Neither does the case fall within the rule of wilful and wanton injury, the rule announced in Gladen v. Seattle, 83 Wash. 412, 145 Pac. 418. In such cases a recovery is allowed because of evidence that the defendant knew, or should have known, the situation of the plaintiff, and should have controlled the agency in his keeping until the plaintiff had extricated himself. Such a case would be presented if Arpagaus had been driving on the track. His danger would then have been known and appreciated. Until the moment of the collision there was nothing, at least nothing appears in the testimony, to indicate that Arpagaus intended to pull across the track. Some of plaintiffs’ witnesses testify that, in their judgment, the front of the car hit the hub of the right front wheel. These witnesses were one hundred feet or more from the place the accident occurred; but if we grant that the car did strike the wagon, it only emphasizes the fact that Arpagaus, after proceeding west on the wrong side of the street, made a square turn in front of the street car at a time when it was in hearing and seeing distance. The testimony will not sustain an inference that the motorman should have anticipated any danger to Arpagaus until he started across the track.
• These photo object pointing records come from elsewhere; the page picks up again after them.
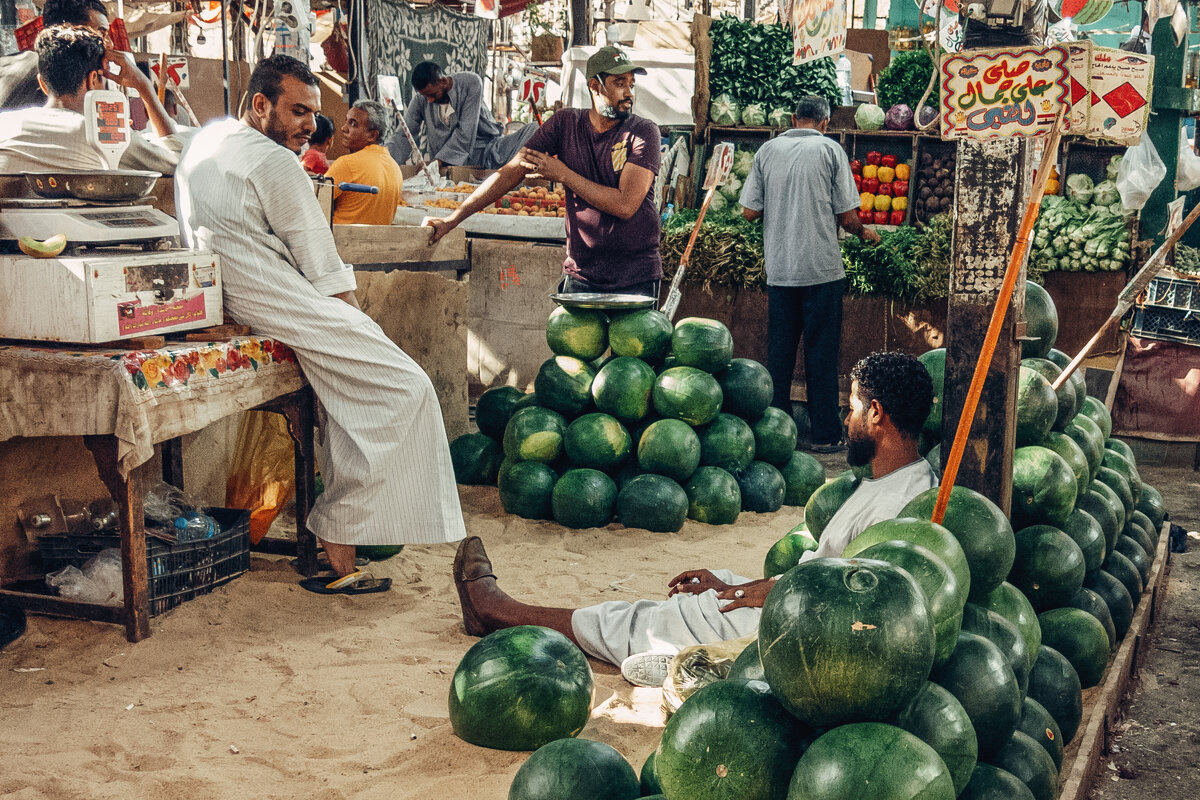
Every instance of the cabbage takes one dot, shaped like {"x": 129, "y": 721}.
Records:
{"x": 869, "y": 116}
{"x": 899, "y": 118}
{"x": 753, "y": 114}
{"x": 724, "y": 110}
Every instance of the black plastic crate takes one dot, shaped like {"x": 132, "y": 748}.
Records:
{"x": 175, "y": 572}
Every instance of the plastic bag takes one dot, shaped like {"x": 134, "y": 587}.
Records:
{"x": 1140, "y": 172}
{"x": 263, "y": 476}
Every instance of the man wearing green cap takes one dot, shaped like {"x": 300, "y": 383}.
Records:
{"x": 606, "y": 158}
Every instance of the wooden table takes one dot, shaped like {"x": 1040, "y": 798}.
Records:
{"x": 126, "y": 402}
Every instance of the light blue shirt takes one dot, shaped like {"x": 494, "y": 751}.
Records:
{"x": 801, "y": 182}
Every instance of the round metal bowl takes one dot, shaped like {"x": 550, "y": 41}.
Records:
{"x": 603, "y": 300}
{"x": 103, "y": 185}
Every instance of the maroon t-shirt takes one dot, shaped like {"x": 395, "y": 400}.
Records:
{"x": 603, "y": 250}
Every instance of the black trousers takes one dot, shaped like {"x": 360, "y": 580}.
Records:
{"x": 815, "y": 314}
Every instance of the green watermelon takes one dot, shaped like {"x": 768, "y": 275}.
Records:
{"x": 1043, "y": 487}
{"x": 564, "y": 385}
{"x": 1041, "y": 322}
{"x": 577, "y": 332}
{"x": 979, "y": 677}
{"x": 730, "y": 740}
{"x": 939, "y": 720}
{"x": 1055, "y": 684}
{"x": 747, "y": 389}
{"x": 982, "y": 529}
{"x": 688, "y": 394}
{"x": 1080, "y": 638}
{"x": 623, "y": 388}
{"x": 826, "y": 500}
{"x": 713, "y": 497}
{"x": 1097, "y": 413}
{"x": 894, "y": 763}
{"x": 727, "y": 443}
{"x": 774, "y": 437}
{"x": 583, "y": 498}
{"x": 534, "y": 433}
{"x": 477, "y": 459}
{"x": 803, "y": 475}
{"x": 702, "y": 343}
{"x": 521, "y": 687}
{"x": 990, "y": 782}
{"x": 669, "y": 447}
{"x": 1036, "y": 408}
{"x": 1115, "y": 596}
{"x": 579, "y": 769}
{"x": 1031, "y": 764}
{"x": 843, "y": 641}
{"x": 527, "y": 488}
{"x": 643, "y": 334}
{"x": 652, "y": 503}
{"x": 942, "y": 590}
{"x": 786, "y": 553}
{"x": 918, "y": 531}
{"x": 1009, "y": 602}
{"x": 497, "y": 405}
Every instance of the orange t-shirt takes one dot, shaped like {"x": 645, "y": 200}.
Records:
{"x": 372, "y": 166}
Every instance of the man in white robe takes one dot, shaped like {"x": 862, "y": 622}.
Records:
{"x": 241, "y": 192}
{"x": 891, "y": 397}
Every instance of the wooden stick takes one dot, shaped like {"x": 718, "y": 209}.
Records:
{"x": 997, "y": 318}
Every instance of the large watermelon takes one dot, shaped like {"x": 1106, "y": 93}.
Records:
{"x": 564, "y": 385}
{"x": 1055, "y": 684}
{"x": 521, "y": 687}
{"x": 669, "y": 447}
{"x": 982, "y": 529}
{"x": 844, "y": 641}
{"x": 727, "y": 441}
{"x": 643, "y": 334}
{"x": 652, "y": 503}
{"x": 870, "y": 759}
{"x": 730, "y": 740}
{"x": 623, "y": 388}
{"x": 579, "y": 769}
{"x": 1043, "y": 487}
{"x": 939, "y": 720}
{"x": 979, "y": 678}
{"x": 577, "y": 332}
{"x": 702, "y": 343}
{"x": 747, "y": 388}
{"x": 713, "y": 497}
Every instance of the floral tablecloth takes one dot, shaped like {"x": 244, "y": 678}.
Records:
{"x": 139, "y": 396}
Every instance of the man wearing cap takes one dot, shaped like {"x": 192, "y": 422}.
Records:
{"x": 606, "y": 158}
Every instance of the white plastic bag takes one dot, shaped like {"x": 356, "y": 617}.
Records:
{"x": 1140, "y": 172}
{"x": 1187, "y": 175}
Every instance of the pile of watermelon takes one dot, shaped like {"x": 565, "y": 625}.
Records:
{"x": 637, "y": 420}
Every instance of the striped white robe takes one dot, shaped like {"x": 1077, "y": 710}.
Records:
{"x": 388, "y": 473}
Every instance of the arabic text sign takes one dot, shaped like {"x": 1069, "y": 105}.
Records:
{"x": 1002, "y": 92}
{"x": 819, "y": 29}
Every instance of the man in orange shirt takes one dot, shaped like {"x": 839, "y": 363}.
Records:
{"x": 369, "y": 162}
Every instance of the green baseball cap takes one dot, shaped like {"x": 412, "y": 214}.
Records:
{"x": 611, "y": 60}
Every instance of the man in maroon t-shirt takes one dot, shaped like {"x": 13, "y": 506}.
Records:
{"x": 607, "y": 160}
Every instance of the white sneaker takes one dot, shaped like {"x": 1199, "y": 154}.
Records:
{"x": 646, "y": 668}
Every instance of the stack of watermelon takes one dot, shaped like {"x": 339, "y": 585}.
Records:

Respondents rest their case, and seek to distinguish our many decisions, upon the premise that Arpagaus was driving squarely across the track, whereas, it is certain that he was going west on the wrong side of the street until he abruptly turned. His own conduct was an invitation to the street car
These cases are unfortunate, but we cannot measure the law by the consequences of the accident. Had the horse alone been killed, or the damage to the wagon been all the injury sustained, we think it would not be seriously contended that a recovery ought to be sustained.
Our conclusion is that the accident would not have occurred but for the contributory negligence of the deceased.
Morris, C. J., Mount, and Parker, JJ., concur.
Dissenting Opinion
(dissenting) — I dissent. I think the question of whether, deceased was guilty of contributory negligence, under the facts recited in the maj ority opinion, clearly demonstrates that that question was one of fact for the jury, and cannot be resolved as a question of law for the court.